Jules Verne (Photo credit: paukrus)

For now, I am going to skip the obvious but often futile topic of trying to define what science fiction actually is and discuss in broad sweeps where and when it comes from. At this point, science fiction– both original and translations– stories, novellas and novels have appeared in virtually every modern language with a significant literary output. Historically, the dominant languages in which science fiction works originally appear have been English and Russian. Even though the genre started in French with some works of Jules Verne and has some other later notable contributions from authors such as Pierre Boulle, nevertheless science fiction simply had not achieved any

degree of literary respect in French until recent decades. (Even so for example my personal copy of Boulle’s La Planète des singes is packages as children’s literature even though few children or adolescents would understand most of the themes in the book.) At the same time, author Stanislaw Lem has produced classic works of the genre in Polish, and the prolific Perry Rhodan series from German remains a landmark.

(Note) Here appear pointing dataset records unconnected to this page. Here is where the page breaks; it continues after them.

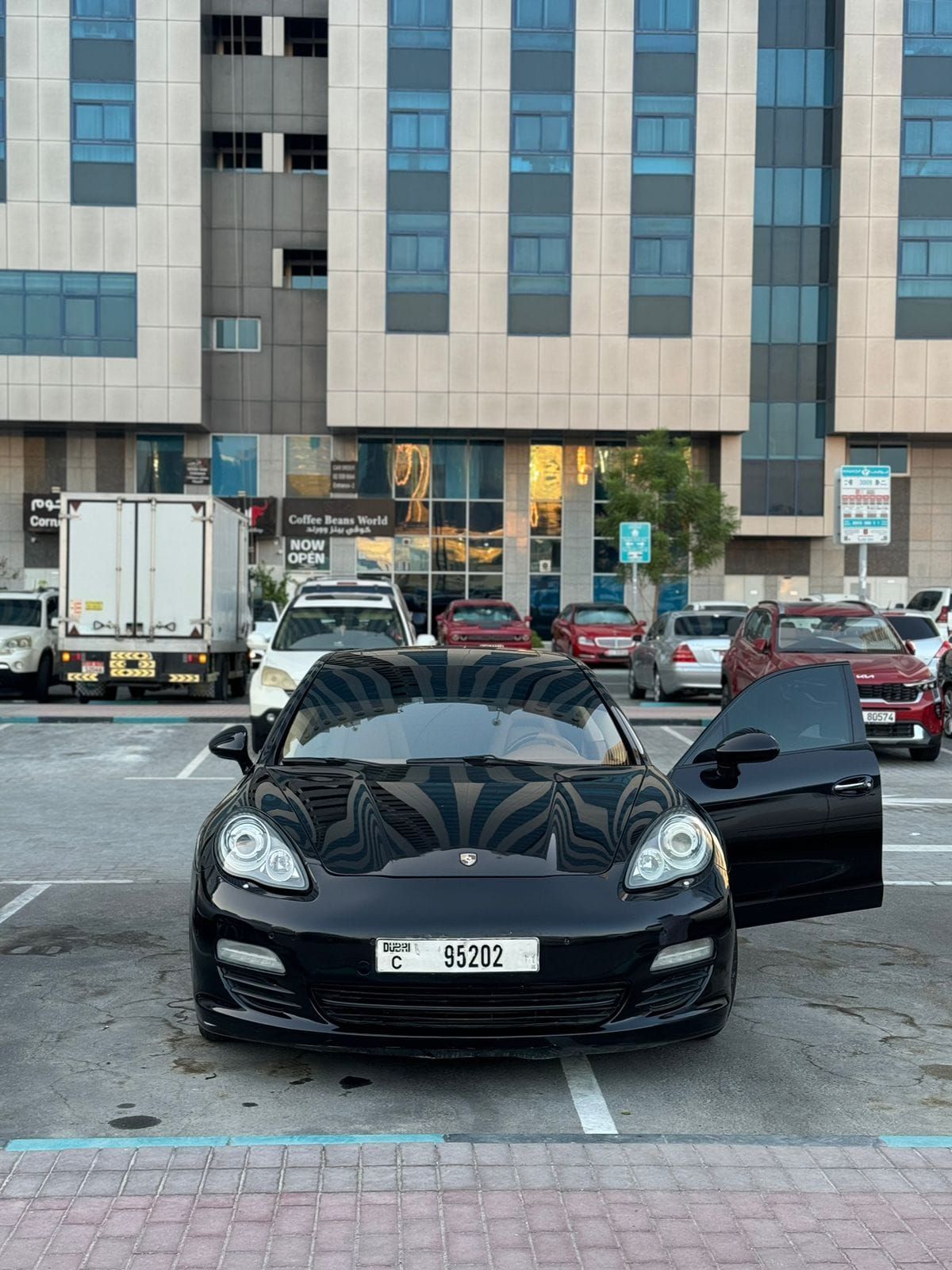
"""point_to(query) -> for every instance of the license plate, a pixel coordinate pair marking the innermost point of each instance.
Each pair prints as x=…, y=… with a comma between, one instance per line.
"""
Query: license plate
x=456, y=956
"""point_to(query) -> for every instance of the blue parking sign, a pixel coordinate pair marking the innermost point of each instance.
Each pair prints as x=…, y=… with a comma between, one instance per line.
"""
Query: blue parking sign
x=635, y=543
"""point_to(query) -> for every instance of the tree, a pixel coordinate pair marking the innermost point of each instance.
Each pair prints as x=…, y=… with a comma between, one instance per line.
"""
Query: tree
x=691, y=520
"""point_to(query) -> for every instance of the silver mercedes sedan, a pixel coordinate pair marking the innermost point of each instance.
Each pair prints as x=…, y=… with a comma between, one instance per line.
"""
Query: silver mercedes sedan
x=682, y=653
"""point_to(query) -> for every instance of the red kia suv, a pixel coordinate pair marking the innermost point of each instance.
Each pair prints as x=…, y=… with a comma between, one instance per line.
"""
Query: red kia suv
x=597, y=634
x=482, y=624
x=901, y=702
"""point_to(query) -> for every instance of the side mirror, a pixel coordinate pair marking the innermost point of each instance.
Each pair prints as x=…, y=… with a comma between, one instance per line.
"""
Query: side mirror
x=232, y=743
x=746, y=747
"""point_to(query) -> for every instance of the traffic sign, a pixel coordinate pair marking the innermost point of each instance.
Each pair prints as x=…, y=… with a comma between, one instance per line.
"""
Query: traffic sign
x=863, y=506
x=635, y=543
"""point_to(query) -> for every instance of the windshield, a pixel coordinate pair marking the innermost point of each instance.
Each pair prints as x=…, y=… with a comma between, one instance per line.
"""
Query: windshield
x=486, y=615
x=838, y=633
x=708, y=625
x=603, y=618
x=19, y=613
x=321, y=628
x=399, y=710
x=914, y=628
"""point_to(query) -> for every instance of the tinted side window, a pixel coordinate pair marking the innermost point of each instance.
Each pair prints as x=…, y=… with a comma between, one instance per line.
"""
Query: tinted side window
x=812, y=708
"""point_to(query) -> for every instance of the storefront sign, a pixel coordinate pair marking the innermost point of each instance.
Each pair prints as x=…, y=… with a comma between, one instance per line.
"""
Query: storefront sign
x=262, y=514
x=198, y=471
x=340, y=518
x=343, y=476
x=41, y=514
x=863, y=503
x=306, y=552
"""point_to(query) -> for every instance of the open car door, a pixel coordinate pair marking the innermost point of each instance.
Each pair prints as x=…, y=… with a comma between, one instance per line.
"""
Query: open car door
x=803, y=829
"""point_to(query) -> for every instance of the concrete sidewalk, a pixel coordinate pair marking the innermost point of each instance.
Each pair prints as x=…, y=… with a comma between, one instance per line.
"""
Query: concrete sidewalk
x=494, y=1206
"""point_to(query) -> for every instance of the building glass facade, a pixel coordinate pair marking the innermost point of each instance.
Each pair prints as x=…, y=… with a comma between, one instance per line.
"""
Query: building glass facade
x=663, y=167
x=797, y=213
x=543, y=140
x=924, y=283
x=419, y=82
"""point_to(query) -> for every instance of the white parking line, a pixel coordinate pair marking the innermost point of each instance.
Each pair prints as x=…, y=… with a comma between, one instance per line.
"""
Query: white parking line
x=22, y=899
x=587, y=1095
x=194, y=764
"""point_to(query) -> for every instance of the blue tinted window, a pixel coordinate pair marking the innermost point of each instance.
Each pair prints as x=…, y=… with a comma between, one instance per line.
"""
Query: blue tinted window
x=67, y=314
x=235, y=467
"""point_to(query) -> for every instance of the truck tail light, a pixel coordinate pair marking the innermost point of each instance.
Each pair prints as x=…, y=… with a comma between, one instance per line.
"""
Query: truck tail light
x=683, y=653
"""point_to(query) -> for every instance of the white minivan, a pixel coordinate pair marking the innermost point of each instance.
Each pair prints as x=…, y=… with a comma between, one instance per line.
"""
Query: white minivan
x=325, y=616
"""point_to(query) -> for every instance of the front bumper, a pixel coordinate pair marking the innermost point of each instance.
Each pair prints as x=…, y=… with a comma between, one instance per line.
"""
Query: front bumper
x=594, y=990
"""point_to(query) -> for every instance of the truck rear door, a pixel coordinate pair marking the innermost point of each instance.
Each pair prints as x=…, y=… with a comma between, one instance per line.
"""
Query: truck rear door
x=171, y=552
x=101, y=554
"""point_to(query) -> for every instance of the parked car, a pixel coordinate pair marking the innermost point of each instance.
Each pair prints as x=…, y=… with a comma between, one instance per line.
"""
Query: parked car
x=945, y=679
x=29, y=660
x=920, y=630
x=597, y=634
x=901, y=702
x=321, y=620
x=682, y=653
x=457, y=851
x=937, y=602
x=484, y=624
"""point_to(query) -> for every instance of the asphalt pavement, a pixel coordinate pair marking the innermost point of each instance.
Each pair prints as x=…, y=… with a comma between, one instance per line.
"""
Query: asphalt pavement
x=841, y=1026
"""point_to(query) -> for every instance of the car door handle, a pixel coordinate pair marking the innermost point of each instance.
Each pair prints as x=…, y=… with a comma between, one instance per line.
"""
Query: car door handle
x=854, y=785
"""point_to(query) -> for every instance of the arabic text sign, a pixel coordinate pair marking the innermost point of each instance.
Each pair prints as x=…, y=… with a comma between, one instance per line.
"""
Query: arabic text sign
x=865, y=505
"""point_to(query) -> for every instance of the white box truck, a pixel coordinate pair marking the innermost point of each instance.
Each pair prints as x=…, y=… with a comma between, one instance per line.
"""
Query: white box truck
x=152, y=592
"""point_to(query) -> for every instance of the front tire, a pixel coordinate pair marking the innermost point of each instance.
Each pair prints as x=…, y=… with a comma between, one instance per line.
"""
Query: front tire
x=44, y=676
x=928, y=753
x=635, y=690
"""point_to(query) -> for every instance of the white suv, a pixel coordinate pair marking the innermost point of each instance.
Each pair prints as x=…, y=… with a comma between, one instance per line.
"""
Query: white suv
x=29, y=641
x=937, y=603
x=323, y=619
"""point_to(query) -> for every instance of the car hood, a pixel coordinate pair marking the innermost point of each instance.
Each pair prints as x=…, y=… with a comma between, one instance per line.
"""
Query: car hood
x=418, y=821
x=869, y=667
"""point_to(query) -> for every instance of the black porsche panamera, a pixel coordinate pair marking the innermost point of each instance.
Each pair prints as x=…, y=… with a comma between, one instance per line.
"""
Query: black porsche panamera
x=448, y=851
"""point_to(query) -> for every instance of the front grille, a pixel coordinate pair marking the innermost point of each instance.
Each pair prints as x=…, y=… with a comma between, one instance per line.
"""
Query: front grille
x=673, y=992
x=889, y=691
x=466, y=1011
x=889, y=729
x=257, y=991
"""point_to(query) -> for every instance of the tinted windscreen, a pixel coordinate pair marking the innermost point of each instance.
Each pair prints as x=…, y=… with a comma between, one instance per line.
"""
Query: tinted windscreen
x=841, y=633
x=708, y=625
x=914, y=628
x=400, y=710
x=603, y=618
x=319, y=628
x=486, y=615
x=19, y=613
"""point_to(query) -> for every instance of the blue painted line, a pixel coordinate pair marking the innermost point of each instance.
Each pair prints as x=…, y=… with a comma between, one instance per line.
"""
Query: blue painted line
x=325, y=1140
x=924, y=1142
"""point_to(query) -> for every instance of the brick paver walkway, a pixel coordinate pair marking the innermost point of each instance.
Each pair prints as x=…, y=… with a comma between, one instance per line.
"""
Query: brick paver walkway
x=601, y=1206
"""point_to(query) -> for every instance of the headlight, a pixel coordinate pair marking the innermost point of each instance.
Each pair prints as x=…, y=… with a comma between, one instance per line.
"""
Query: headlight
x=248, y=848
x=679, y=845
x=273, y=677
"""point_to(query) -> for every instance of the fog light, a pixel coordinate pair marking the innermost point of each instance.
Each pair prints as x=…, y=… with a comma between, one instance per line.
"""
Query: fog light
x=251, y=956
x=683, y=954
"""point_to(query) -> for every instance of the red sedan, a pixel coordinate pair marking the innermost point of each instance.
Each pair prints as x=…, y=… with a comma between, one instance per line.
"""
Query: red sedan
x=597, y=634
x=484, y=624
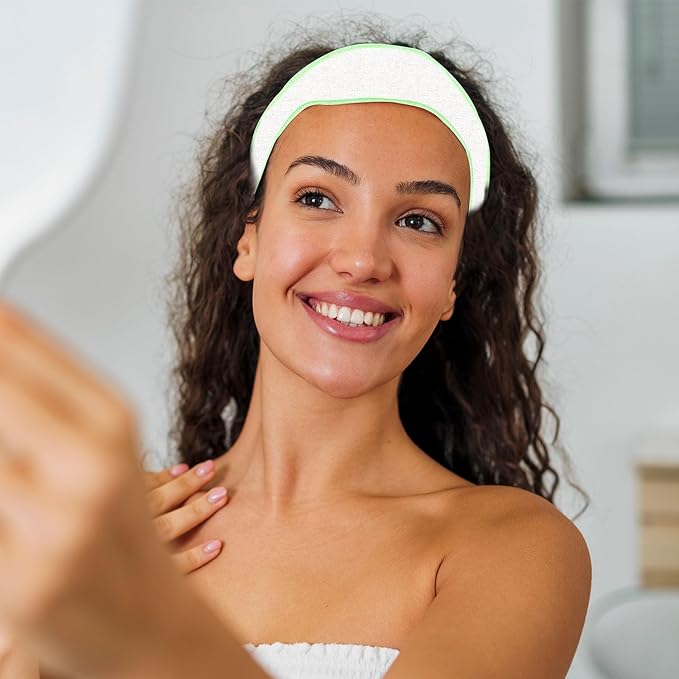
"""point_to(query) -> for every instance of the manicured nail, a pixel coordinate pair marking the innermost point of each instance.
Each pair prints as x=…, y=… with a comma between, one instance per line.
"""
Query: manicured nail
x=204, y=468
x=216, y=494
x=178, y=469
x=212, y=546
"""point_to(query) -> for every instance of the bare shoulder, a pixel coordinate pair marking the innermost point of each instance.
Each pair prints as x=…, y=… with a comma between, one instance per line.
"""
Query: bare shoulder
x=507, y=525
x=511, y=593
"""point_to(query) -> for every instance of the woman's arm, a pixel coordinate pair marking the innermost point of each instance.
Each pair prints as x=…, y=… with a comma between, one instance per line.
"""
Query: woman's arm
x=15, y=662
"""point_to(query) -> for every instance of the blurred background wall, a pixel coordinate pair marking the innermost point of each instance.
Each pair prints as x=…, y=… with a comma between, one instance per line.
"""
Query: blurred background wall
x=611, y=273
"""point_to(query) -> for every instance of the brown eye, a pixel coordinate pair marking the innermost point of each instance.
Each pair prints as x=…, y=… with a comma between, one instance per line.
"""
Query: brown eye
x=301, y=198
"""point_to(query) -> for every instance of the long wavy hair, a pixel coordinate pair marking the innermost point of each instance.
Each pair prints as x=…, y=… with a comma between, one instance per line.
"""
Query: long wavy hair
x=471, y=398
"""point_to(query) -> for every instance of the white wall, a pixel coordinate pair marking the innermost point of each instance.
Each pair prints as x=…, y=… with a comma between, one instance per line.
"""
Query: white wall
x=610, y=273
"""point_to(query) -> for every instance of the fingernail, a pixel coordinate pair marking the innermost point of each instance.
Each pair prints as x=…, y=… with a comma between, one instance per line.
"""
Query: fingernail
x=216, y=494
x=178, y=469
x=212, y=546
x=204, y=468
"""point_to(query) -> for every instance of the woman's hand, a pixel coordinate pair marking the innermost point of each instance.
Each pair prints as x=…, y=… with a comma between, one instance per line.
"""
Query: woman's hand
x=167, y=491
x=86, y=581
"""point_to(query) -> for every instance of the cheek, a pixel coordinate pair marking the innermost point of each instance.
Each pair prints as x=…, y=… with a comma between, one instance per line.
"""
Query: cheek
x=283, y=257
x=428, y=288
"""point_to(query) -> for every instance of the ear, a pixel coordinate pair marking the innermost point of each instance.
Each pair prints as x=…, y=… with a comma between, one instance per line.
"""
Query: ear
x=244, y=265
x=450, y=305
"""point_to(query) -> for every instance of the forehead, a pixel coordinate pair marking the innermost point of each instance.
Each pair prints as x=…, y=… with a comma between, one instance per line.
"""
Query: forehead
x=377, y=139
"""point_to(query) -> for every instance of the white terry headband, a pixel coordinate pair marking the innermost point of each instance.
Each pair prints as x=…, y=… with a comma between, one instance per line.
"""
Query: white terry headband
x=368, y=72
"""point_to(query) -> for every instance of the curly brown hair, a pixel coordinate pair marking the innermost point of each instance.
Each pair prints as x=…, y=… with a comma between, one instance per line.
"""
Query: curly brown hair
x=471, y=398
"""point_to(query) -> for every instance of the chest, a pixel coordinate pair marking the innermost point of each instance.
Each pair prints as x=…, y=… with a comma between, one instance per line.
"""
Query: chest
x=364, y=577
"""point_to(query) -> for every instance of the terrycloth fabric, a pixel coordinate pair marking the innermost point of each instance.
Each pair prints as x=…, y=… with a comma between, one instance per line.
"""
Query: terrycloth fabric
x=323, y=661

While the bulk of Russian science fiction was produced in the Soviet Union and later in Russia, most English (language) science fiction derives from the United States and Great Britain. The Cold War simply cannot be ignored in any meaningful discussion of science fiction as literature. For English science fiction, a couple of good resources are these timelines, first and second. One also has a good timeline for author Jules Verne specifically. Information in English on Russian written science fiction is harder to find, although this Wikipedia entry gives some info.

Yet no discussion of science fiction could be complete without a mention of the fact that science fiction developed from pulp magazines, the “pulps”. The Golden Age of science fiction (in English) is defined by the stewardship of the editor John W. Campbell of the magazine Astounding, who is considered to have demanded a literary standard. His principal competitor, who demanded similar standards, was editor Horace L. Gold of the magazine Galaxy. The plan is to go into more detail in future posts.